A long time ago, I had a friend who found that after a promotion, he was being moved to an office in front of which was a cube he had occupied many years earlier in a far lowlier position. Things had gotten rearranged since then, so it wasn’t like he had his former boss’ job, but it still amazed him (and me as well). It was a marker of sorts.
I am reminded of this sometimes while driving in Baltimore when I find myself stuck in back of vehicles in which I formerly travelled in my car-free days. Sometimes it’s the Blue Jay Shuttle, which is an on demand service that took me to places like the Giant in the Rotunda in Hampden, the nearest real grocery store. Or the Hopkins Shuttle which used to be a school bus but is now far sleeker and goes to better places than it did when I was using it. Sometimes, I’ll see the #3 bus in my rearview mirror, and that’s the bus I used to wait endlessly for to go to work. It’s hard to describe how lost and helpless you are when you depend on public transportation in Baltimore. How isolated and frustrated and dependent you are. As weird as it is to be back, it’s a hundred times more so to be back with a car.

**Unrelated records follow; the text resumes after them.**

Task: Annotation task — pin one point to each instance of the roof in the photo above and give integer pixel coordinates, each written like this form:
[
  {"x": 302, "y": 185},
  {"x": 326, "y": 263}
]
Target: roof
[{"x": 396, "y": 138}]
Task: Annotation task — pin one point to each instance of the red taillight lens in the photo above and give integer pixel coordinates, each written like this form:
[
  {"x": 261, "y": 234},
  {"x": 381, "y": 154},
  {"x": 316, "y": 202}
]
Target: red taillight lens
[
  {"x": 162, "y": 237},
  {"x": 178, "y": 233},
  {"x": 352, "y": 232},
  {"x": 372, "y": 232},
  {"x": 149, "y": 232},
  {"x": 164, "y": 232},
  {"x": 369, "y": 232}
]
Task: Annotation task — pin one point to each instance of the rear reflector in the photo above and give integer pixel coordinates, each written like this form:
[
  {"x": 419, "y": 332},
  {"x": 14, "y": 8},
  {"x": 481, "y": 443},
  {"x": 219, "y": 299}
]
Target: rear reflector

This weekend, I had a bit of the old way, as I was mostly trapped at my house by constant bad weather and slick roads. I’m too inexperienced to really want to drive on ice and snow when there’s nowhere real I need to go. It was disappointing. I like to drive around and shop and explore. But I mostly stayed home. I’m too far from the bus these days.
When I finally did get to Safeway, this song came on my shuffle, which is all 80’s music, because it’s my old iPod Touch that I just leave in the car attached to the USB. It’s by the Higsons and there’s this line, “I think it’s sick the way you talk to your car! When you won’t ever talk to me.” It came on just as I was pulling in to park, and I thought, “well, duh.”